Summers: Yes, at first I did. I was reluctant to start a program because I was not quite sure of the specific needs of those in our community. After analyzing those needs, and finding the aftercare program that met them to my satisfaction, we got involved. I knew of the extreme hurt a lot of my families were going through. As a social worker as well as a funeral director, I wanted to find a way to better serve our families long after the funeral was over. We found it. Our aftercare program has been in effect for approximately a year now.

Please tell us about your program.

Summers: First, a letter is mailed thanking the family for choosing our firm. In that letter we explain all of our services from grief counseling and aftercare to offering to provide a marker or set up a prearrangement session. For persons suffering from a homicide or suicide I refer them to a "Survivors of Violent Death Support Group" that I facilitate twice a month. I refer some of the others to a general grief support group. I tell them that I am also available for individual grief counseling. Aftercare assistance is offered but not everyone responds. We find that those families that are really in need will respond.

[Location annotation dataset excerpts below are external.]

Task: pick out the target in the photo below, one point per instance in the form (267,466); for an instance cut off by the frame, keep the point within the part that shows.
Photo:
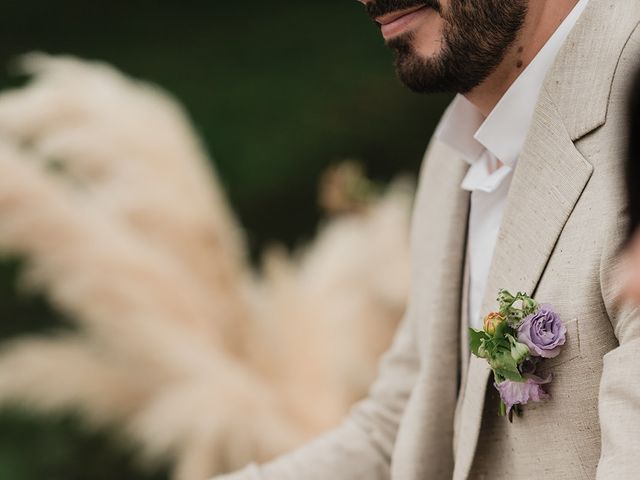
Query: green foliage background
(278,90)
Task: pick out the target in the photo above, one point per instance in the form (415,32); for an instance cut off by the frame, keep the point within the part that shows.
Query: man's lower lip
(398,26)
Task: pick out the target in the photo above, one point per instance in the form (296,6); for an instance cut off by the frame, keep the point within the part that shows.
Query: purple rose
(543,332)
(521,393)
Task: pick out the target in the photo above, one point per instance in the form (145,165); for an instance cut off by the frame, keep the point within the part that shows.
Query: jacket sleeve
(361,447)
(619,398)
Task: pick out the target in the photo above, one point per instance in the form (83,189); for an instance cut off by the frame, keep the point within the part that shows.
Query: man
(523,189)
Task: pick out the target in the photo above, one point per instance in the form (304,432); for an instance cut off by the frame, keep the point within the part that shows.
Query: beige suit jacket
(432,414)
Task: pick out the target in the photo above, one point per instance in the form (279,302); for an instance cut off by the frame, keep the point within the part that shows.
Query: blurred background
(278,93)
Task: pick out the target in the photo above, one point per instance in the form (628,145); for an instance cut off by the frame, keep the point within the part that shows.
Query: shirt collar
(504,131)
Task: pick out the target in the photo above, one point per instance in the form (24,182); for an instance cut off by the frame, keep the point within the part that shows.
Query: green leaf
(505,365)
(519,351)
(477,341)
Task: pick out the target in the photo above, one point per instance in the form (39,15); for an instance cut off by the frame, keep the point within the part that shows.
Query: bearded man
(522,189)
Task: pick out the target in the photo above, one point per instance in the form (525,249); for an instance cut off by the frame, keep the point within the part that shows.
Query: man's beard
(476,37)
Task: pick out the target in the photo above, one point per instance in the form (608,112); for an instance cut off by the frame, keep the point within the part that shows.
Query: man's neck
(543,19)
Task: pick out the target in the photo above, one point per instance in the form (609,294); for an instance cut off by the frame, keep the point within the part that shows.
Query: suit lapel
(550,176)
(548,181)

During the holidays, we send holiday cards to all families served during the previous year. Families who have suffered a death during the holiday season are generally not included until the following year.

I usually stay in contact with our families continuously for a couple of months after the death, and then periodically through the first year and thereafter as needed. During the past year, I have served quite a few families who have lost adult children and several who have lost young children. These families have been especially grateful for our aftercare support. I refer all of our families to our aftercare provider.

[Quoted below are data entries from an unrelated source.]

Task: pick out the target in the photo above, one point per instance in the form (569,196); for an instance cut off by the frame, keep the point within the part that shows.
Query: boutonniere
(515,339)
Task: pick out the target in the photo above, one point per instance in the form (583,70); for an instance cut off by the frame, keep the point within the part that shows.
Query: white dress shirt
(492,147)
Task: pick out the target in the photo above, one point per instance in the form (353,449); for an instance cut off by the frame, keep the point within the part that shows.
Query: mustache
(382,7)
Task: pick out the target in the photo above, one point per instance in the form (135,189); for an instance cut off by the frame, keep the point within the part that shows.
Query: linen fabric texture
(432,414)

Do you use special staff to facilitate your program?

Summers: My secretary sends out all of the thank-you letters and with my training, I do the rest.

Do you promote the fact that you have an aftercare program?

Summers: Yes, we do. This information appears on all of our advertisements and is also in our thank-you letters to our families.

Has being a woman helped you meet the needs of those in your community?

Summers: Yes, I think being a woman has helped me in many ways to reach the needs of the bereaved that I serve. Our firm has received many compliments about how caring we are. As you know, my sister and I are the owners of our firm now. When we deal with families that I know, it is particularly hard, and sometimes I cry right along with them too. Like when I lost my father to cancer, and someone else had a similar loss, I truly felt it because I've walked in those shoes, but I do try to be professional. Years ago I cried with all of them. But with age and experience, I've gotten a little better.

Has your aftercare program opened any doors for speaking engagements or other community outreach opportunities?

Summers: Yes, I have been asked to do several programs about my survivor's groups.

Does having an aftercare program make you feel differently about the quality of your funeral service?

Summers: Yes, now we are providing full-service funeral service. This has enhanced the image of our funeral home and given us a good competitive edge. Our families love our aftercare material.

Are your competitors providing aftercare?

Summers: Yes, some of them do now.

What is the most gratifying part of your work?

Summers: My most memorable moments are when I know that we have pleased our families. And we can tell. We do our best. We give our all. When people look at us and hug us and thank us for a job well done, this is truly gratifying to me.

What suggestions might you give to directors who have yet to provide aftercare?

Summers: Get out there and get your program started. Get educated. Take a couple of classes if you want to. Find out what you need to get started. Then do it. My next and ongoing goals are to keep learning more.